На поле остались лишь Смертин с Дубровским – прикрывали отход экономными очередями. Привстал Смертин, стал пятиться, снова залёг, поднялся и перебежал к лесу Дубровский, Шубин выкатился из кустов, чтобы перехватить обеих женщин. Снова забился вражеский пулемёт – огонь был страшен, пули хлестали веером, попадали все кто спрятался в лесу, ветки сыпались на голову. Шубин уткнулся носом в землю, завизжала Владлена, отняла руки от лица, заткнула пальцами уши – это было невыносимо для детей. Пули пропороли землю под ногами, отлетел пласт дёрна, девчонка зажмурилась, вырвалась из рук Екатерины – её закружила как юлу. Вместо того, чтобы побежать к лесу, она кинулась куда-то вбок, пробежала несколько метров, взмахнула руками, повалилось грудью на землю – то ли оступилась, то ли… похолодело сердце. Екатерина прыгнула за ней, замахала руками с маской дикого отчаяния на искажённом лице и она оступилась, упала на девчонку, закрыла её собой – не уследить за всем. Дубровский опередил Шубина, кинулся с криком к Екатерине, совершенно забыв, что подставляется под пули – в перепуганном лице не было ни кровинки, он выкрикнул что-то невнятное, исполненное горечью, упал перед ней на колени – пули вошли в правый бок. Влад изогнулся, взвыл как волк на Луну и завалился боком. Шубин пополз, прижимаясь к земле – горькая глина, перемешанная с травинками скрипела на зубах.

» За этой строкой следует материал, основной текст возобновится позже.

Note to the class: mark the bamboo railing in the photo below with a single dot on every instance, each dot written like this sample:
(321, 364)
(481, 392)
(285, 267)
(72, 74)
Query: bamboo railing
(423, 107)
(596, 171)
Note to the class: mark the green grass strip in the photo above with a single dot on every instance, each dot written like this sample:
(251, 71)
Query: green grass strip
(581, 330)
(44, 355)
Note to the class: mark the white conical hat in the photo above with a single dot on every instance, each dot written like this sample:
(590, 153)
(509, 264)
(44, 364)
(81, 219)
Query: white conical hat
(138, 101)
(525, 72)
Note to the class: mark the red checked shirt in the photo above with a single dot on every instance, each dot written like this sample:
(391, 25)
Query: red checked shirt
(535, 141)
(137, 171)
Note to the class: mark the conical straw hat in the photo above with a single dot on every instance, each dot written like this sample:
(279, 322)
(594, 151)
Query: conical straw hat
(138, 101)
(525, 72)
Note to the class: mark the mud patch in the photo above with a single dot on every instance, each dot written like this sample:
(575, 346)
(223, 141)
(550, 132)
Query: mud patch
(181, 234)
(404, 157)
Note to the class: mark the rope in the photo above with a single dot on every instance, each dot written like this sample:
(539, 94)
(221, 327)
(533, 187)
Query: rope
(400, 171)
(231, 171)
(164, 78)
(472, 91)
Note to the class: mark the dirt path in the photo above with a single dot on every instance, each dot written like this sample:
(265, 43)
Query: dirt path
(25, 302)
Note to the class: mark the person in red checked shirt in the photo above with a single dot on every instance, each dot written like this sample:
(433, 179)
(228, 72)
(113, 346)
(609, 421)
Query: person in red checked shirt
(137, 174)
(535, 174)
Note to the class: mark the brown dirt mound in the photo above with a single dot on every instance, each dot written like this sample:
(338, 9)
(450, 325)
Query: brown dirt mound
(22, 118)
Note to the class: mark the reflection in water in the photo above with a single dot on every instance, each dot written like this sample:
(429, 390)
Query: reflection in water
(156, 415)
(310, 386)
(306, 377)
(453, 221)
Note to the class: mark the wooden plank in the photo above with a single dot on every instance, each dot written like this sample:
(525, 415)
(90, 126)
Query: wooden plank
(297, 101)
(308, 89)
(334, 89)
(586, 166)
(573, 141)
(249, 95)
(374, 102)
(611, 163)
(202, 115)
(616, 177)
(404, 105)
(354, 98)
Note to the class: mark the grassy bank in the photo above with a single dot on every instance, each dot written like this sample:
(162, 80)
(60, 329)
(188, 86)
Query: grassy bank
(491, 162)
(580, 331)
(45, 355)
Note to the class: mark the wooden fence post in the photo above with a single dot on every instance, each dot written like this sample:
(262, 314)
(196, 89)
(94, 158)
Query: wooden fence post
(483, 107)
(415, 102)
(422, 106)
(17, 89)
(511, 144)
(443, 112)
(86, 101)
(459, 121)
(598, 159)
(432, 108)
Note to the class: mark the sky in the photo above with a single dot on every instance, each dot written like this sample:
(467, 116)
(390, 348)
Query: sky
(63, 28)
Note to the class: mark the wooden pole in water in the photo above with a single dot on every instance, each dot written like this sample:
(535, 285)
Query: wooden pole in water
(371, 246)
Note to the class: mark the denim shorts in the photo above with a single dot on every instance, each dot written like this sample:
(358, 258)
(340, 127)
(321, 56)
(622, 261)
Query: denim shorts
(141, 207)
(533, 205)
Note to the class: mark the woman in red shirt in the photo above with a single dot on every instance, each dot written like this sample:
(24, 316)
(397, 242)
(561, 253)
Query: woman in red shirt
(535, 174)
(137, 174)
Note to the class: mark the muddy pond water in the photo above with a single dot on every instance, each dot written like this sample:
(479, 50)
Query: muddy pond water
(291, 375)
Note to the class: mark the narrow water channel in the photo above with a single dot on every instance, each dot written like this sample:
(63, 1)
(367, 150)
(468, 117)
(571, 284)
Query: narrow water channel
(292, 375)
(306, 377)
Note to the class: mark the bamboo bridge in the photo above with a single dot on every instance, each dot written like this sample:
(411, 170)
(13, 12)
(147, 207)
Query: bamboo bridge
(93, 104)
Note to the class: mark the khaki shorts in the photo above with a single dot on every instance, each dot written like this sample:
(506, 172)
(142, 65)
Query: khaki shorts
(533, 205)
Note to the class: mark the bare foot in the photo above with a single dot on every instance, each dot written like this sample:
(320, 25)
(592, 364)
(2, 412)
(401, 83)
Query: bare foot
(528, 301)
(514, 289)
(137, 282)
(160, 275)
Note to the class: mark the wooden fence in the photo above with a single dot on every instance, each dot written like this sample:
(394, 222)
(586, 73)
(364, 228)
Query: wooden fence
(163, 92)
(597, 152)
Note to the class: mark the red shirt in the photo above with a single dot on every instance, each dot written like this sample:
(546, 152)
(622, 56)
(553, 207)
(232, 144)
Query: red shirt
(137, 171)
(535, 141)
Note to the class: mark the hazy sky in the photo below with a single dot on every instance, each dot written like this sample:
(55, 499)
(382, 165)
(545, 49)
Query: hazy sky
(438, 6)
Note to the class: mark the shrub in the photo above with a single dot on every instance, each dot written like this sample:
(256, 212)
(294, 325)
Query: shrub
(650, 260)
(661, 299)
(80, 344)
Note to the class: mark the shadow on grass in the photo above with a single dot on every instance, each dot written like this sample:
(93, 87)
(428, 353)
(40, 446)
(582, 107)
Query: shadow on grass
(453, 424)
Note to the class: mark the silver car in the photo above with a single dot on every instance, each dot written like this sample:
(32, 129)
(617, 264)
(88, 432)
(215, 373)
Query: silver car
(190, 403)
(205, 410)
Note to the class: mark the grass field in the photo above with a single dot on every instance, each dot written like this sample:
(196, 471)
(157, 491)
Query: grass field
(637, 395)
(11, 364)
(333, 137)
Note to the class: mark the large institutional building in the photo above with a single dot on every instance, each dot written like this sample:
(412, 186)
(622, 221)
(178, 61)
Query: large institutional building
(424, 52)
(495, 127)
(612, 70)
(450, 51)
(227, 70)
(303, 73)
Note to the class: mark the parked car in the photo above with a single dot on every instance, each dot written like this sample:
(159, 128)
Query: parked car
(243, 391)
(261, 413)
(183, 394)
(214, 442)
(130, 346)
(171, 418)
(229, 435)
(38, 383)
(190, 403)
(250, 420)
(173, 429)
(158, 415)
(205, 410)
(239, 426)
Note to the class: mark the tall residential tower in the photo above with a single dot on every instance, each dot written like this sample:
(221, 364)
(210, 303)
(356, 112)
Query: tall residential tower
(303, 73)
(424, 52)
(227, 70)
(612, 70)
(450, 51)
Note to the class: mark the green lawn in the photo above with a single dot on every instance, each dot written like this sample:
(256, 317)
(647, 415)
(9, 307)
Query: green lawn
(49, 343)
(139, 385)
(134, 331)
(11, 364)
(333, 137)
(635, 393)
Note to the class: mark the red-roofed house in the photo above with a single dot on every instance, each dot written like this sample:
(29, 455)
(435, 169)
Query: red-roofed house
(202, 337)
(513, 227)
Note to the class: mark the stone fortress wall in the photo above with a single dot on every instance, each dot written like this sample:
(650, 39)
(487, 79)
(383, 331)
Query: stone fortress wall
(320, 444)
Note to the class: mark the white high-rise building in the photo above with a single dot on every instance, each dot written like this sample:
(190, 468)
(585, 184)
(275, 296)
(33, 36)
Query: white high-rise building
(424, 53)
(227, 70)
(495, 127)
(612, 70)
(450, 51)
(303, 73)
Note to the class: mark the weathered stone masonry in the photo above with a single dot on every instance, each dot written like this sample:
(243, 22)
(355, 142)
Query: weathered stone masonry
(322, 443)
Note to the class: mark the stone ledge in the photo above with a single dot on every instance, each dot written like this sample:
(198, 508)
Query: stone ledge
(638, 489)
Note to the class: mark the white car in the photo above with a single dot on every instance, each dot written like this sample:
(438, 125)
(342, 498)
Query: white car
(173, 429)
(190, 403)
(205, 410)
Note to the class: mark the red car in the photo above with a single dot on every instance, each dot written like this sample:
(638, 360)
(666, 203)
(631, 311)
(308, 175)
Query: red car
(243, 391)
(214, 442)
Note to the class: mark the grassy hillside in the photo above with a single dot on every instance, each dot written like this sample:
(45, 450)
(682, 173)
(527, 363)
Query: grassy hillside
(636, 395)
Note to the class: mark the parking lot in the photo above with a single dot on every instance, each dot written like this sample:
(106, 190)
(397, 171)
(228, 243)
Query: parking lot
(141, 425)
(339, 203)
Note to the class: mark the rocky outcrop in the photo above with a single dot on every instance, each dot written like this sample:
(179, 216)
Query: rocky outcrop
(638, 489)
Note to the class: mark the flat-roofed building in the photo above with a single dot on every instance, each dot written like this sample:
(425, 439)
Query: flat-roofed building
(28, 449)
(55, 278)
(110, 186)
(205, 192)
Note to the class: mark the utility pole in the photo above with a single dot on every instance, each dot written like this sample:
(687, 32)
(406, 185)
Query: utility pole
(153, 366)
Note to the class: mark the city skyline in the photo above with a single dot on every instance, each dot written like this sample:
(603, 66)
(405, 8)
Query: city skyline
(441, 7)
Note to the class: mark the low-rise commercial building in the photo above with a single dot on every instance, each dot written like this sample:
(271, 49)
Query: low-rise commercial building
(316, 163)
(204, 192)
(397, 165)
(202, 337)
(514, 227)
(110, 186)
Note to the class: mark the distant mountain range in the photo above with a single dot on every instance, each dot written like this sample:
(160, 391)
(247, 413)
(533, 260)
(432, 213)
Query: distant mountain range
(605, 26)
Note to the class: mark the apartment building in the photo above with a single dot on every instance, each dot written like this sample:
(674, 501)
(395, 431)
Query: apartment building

Пулемётчик перезаряжал, а возможно исчерпал свои запасы – хлопали только карабины. Екатерина лежала неподвижно, намокла одежда на спине, было крайне неудобно, пришлось привстать – к чёрту эти пули! Он оттащил воспитательницу, перевернул – посмертная маска отчаяния запечатлелась на лице молодой женщины, в при открытых глазах, затянутых мутью, ещё блестели слезинки. Владлена, которую чуть не раздавила покойница, была жива – она таращилась в небо, часто моргала, сморщилась, готовясь испустить душераздирающий рёв. Глеб легонько ударил ее по щеке, девчонка подавилась, стала кашлять. Из леса прозвучал сдавленный крик – «Лида!», воспитательница хотела бежать к подруге, но её держали, не пускали на верную смерть. Тяжело дышал подползавшей Смертин.